Hi! I am looking into pulling CSV data from a S3 b...
# troubleshooting
j
Hi! I am looking into pulling CSV data from a S3 bucket, but am having issues with the files being .csv.gz extensions. I have tried using the extractors
tap-s3-csv
tap-s3
and
tap-spreadsheets-anywhere
.
Error as:
Copy code
time=2023-11-30 11:32:17 name=tap_s3_csv level=INFO message=Will download key "home/100105408/STL-AFP-20231130.csv.gz" as it was last modified 2023-11-30 13:31:20+00:00
time=2023-11-30 11:32:17 name=tap_s3_csv level=INFO message=Sampling home/100105408/STL-AFP-20231126.csv.gz (max records: 1000, sample rate: 5)     

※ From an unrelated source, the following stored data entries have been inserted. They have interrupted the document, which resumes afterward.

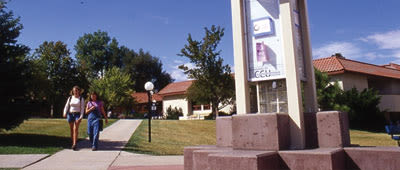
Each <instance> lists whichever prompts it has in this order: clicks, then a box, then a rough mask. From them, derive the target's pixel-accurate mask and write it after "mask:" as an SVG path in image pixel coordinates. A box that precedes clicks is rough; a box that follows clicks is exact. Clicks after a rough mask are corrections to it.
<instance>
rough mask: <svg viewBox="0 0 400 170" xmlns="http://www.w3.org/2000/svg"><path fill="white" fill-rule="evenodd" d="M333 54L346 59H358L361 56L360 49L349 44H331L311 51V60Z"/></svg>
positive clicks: (330, 55) (344, 42)
mask: <svg viewBox="0 0 400 170" xmlns="http://www.w3.org/2000/svg"><path fill="white" fill-rule="evenodd" d="M335 53H341V54H342V55H343V56H344V57H346V58H353V59H354V58H358V57H360V56H361V55H360V54H361V49H360V48H359V47H358V46H357V45H355V44H353V43H350V42H331V43H329V44H326V45H323V46H322V47H319V48H316V49H313V58H314V59H316V58H323V57H330V56H332V55H333V54H335Z"/></svg>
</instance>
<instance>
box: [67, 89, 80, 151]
mask: <svg viewBox="0 0 400 170" xmlns="http://www.w3.org/2000/svg"><path fill="white" fill-rule="evenodd" d="M82 92H83V91H82V90H81V89H80V88H79V87H78V86H74V87H73V88H72V90H71V92H70V95H71V96H70V97H68V100H67V103H66V104H65V107H64V112H63V117H66V118H67V121H68V123H69V129H70V130H71V140H72V146H71V149H72V150H76V141H77V139H78V134H79V133H78V130H79V124H80V123H81V120H82V118H83V114H84V113H85V100H84V99H83V98H82V96H81V93H82Z"/></svg>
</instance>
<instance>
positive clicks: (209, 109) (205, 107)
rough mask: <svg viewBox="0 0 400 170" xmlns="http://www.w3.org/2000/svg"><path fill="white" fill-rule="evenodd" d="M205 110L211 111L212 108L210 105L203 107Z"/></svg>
mask: <svg viewBox="0 0 400 170" xmlns="http://www.w3.org/2000/svg"><path fill="white" fill-rule="evenodd" d="M203 109H204V110H210V109H211V106H210V105H209V104H206V105H203Z"/></svg>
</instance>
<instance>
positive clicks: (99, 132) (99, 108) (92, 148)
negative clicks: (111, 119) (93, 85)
mask: <svg viewBox="0 0 400 170" xmlns="http://www.w3.org/2000/svg"><path fill="white" fill-rule="evenodd" d="M86 114H89V115H88V129H87V130H88V135H89V139H90V144H91V145H92V151H95V150H97V147H98V143H99V135H100V131H101V130H102V126H103V121H102V119H101V117H102V116H103V117H104V118H105V119H106V124H107V123H108V119H107V115H106V112H105V111H104V106H103V102H102V101H101V100H100V99H99V97H98V95H97V93H96V92H91V93H90V96H89V102H88V103H87V107H86Z"/></svg>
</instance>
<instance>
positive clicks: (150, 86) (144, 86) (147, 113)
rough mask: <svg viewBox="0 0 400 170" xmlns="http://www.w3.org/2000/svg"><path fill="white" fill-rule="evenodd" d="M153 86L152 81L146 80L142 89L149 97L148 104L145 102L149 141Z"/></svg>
mask: <svg viewBox="0 0 400 170" xmlns="http://www.w3.org/2000/svg"><path fill="white" fill-rule="evenodd" d="M153 88H154V85H153V83H152V82H150V81H148V82H146V84H144V89H146V91H147V96H148V98H149V100H148V104H147V111H148V113H147V117H148V118H149V142H151V94H150V93H151V92H152V90H153Z"/></svg>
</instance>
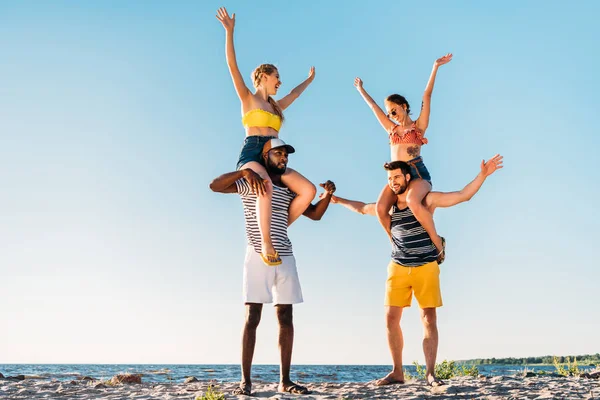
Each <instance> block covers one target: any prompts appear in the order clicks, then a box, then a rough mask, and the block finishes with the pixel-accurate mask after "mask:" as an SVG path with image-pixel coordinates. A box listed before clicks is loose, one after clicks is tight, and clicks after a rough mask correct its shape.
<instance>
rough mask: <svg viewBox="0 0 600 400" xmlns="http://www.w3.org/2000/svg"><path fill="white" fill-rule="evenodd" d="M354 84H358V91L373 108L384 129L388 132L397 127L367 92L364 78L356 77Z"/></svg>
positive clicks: (370, 106) (354, 81)
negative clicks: (365, 87) (364, 86)
mask: <svg viewBox="0 0 600 400" xmlns="http://www.w3.org/2000/svg"><path fill="white" fill-rule="evenodd" d="M354 86H356V89H357V90H358V93H360V95H361V96H362V98H363V99H364V100H365V102H366V103H367V104H368V106H369V107H370V108H371V110H373V113H375V117H377V120H378V121H379V123H380V124H381V126H382V127H383V129H385V131H386V132H388V133H389V132H391V131H392V130H393V129H394V128H395V127H396V124H394V123H393V122H392V121H390V119H389V118H388V117H387V115H386V114H385V113H384V112H383V110H382V109H381V107H379V106H378V105H377V103H375V100H373V98H372V97H371V96H369V93H367V91H366V90H365V88H364V87H363V85H362V80H361V79H360V78H356V79H354Z"/></svg>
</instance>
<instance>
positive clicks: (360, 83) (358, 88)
mask: <svg viewBox="0 0 600 400" xmlns="http://www.w3.org/2000/svg"><path fill="white" fill-rule="evenodd" d="M354 86H355V87H356V88H357V89H358V90H361V89H362V79H360V78H359V77H358V76H357V77H356V78H354Z"/></svg>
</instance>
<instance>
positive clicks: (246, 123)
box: [242, 108, 281, 132]
mask: <svg viewBox="0 0 600 400" xmlns="http://www.w3.org/2000/svg"><path fill="white" fill-rule="evenodd" d="M242 124H244V126H245V127H246V128H251V127H261V128H262V127H268V128H273V129H275V130H276V131H277V132H279V129H280V128H281V118H279V115H277V114H273V113H270V112H268V111H265V110H262V109H260V108H255V109H254V110H250V111H248V112H247V113H246V114H244V116H243V117H242Z"/></svg>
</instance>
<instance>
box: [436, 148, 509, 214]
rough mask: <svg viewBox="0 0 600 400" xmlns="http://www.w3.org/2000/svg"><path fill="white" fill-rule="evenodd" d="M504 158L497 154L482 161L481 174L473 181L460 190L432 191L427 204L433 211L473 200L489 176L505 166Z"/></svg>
mask: <svg viewBox="0 0 600 400" xmlns="http://www.w3.org/2000/svg"><path fill="white" fill-rule="evenodd" d="M502 158H503V157H502V156H501V155H499V154H496V155H495V156H494V157H492V158H490V159H489V160H488V161H487V162H485V161H482V162H481V171H480V172H479V174H477V176H476V177H475V179H473V181H472V182H471V183H469V184H468V185H467V186H465V187H464V188H463V189H462V190H460V191H458V192H446V193H444V192H430V193H429V194H427V196H426V197H425V200H424V202H425V206H426V207H427V208H428V209H429V210H430V211H431V212H432V213H433V211H434V210H435V209H436V208H437V207H452V206H455V205H457V204H460V203H463V202H465V201H469V200H471V198H472V197H473V196H475V193H477V192H478V191H479V189H481V185H483V182H485V180H486V179H487V177H488V176H490V175H491V174H493V173H494V172H495V171H496V170H498V169H501V168H503V165H502Z"/></svg>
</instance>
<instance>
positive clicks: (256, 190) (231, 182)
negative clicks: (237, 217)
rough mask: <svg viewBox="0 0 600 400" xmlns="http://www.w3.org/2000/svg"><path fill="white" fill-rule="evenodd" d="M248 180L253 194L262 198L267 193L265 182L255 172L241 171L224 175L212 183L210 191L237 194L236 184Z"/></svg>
mask: <svg viewBox="0 0 600 400" xmlns="http://www.w3.org/2000/svg"><path fill="white" fill-rule="evenodd" d="M242 178H244V179H246V181H248V184H249V185H250V188H251V189H252V192H253V193H256V194H257V195H259V196H262V195H264V194H265V193H266V189H265V181H264V180H263V179H262V178H261V177H260V175H258V174H257V173H256V172H254V171H253V170H251V169H249V168H247V169H241V170H239V171H234V172H229V173H227V174H223V175H221V176H219V177H217V178H215V179H213V181H212V182H211V183H210V185H209V187H210V190H212V191H213V192H217V193H237V187H236V185H235V182H236V181H238V180H240V179H242Z"/></svg>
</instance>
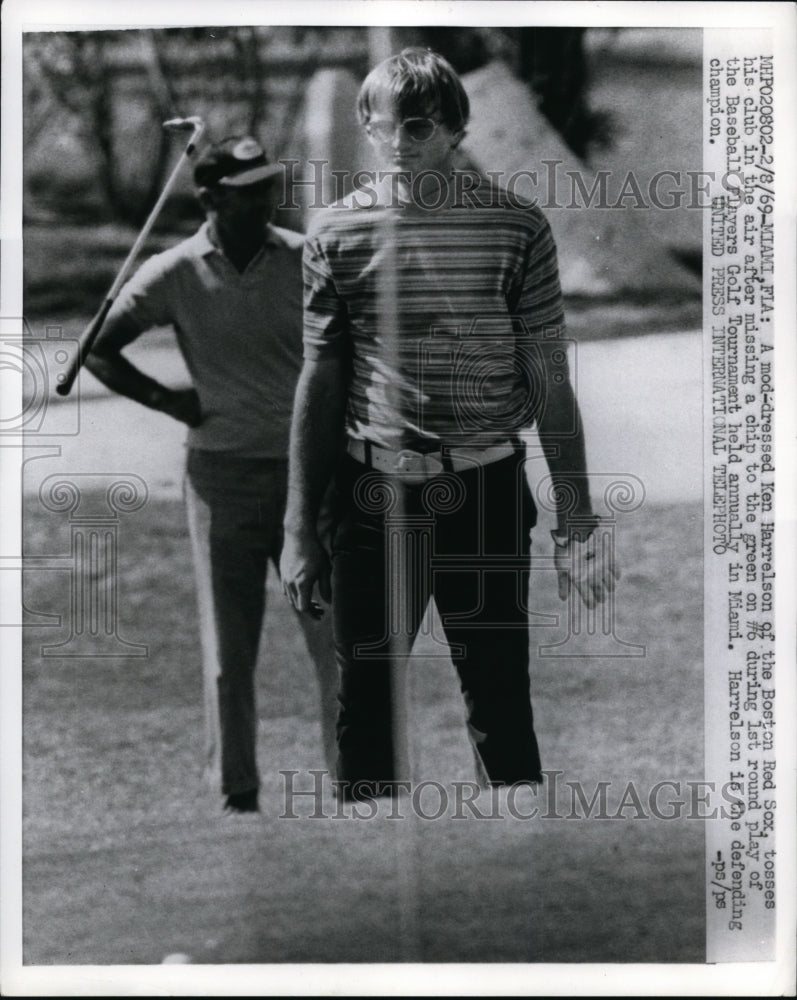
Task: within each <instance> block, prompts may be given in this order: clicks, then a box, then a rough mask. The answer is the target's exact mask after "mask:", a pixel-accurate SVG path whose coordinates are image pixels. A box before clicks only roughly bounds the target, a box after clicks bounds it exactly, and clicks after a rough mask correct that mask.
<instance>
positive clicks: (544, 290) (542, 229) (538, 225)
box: [507, 213, 565, 339]
mask: <svg viewBox="0 0 797 1000" xmlns="http://www.w3.org/2000/svg"><path fill="white" fill-rule="evenodd" d="M535 221H536V222H537V225H535V231H534V232H533V234H532V236H531V239H530V242H529V248H528V252H527V254H526V257H525V259H524V261H523V265H522V267H521V269H520V271H519V272H518V274H517V275H516V277H515V282H514V283H513V285H512V287H511V288H510V291H509V295H508V296H507V305H508V306H509V309H510V312H511V313H512V315H513V316H516V317H518V319H522V320H523V324H524V325H525V326H526V327H527V328H528V330H529V332H530V333H531V334H532V336H534V337H535V338H538V337H540V336H545V334H546V332H547V334H548V336H549V337H550V336H551V334H552V333H553V335H554V336H561V334H562V331H563V328H564V323H565V312H564V304H563V301H562V288H561V284H560V281H559V263H558V259H557V254H556V243H555V242H554V238H553V233H552V232H551V227H550V225H549V223H548V220H547V219H546V218H545V217H544V216H543V215H542V214H541V213H540V214H539V215H538V216H537V217H536V220H535ZM555 328H557V329H556V332H555V333H554V332H553V331H554V329H555ZM546 339H547V338H546Z"/></svg>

time=2023-11-30 11:32:18 name=tap_s3_csv level=CRITICAL message='utf-8' codec can't decode byte 0x8b in position 1: invalid start byte
e
The
smart_open
library used by
tap-spreadsheets-anywhere
should be correctly handling the compressed file, which makes me think it's an encoding issue with the decompressed file. You can try using the
encoding
setting of the tap if you have a guess as to which encoding the file actually has.
j
Just did a quick search and that looks about right. I will do some testing. thank you!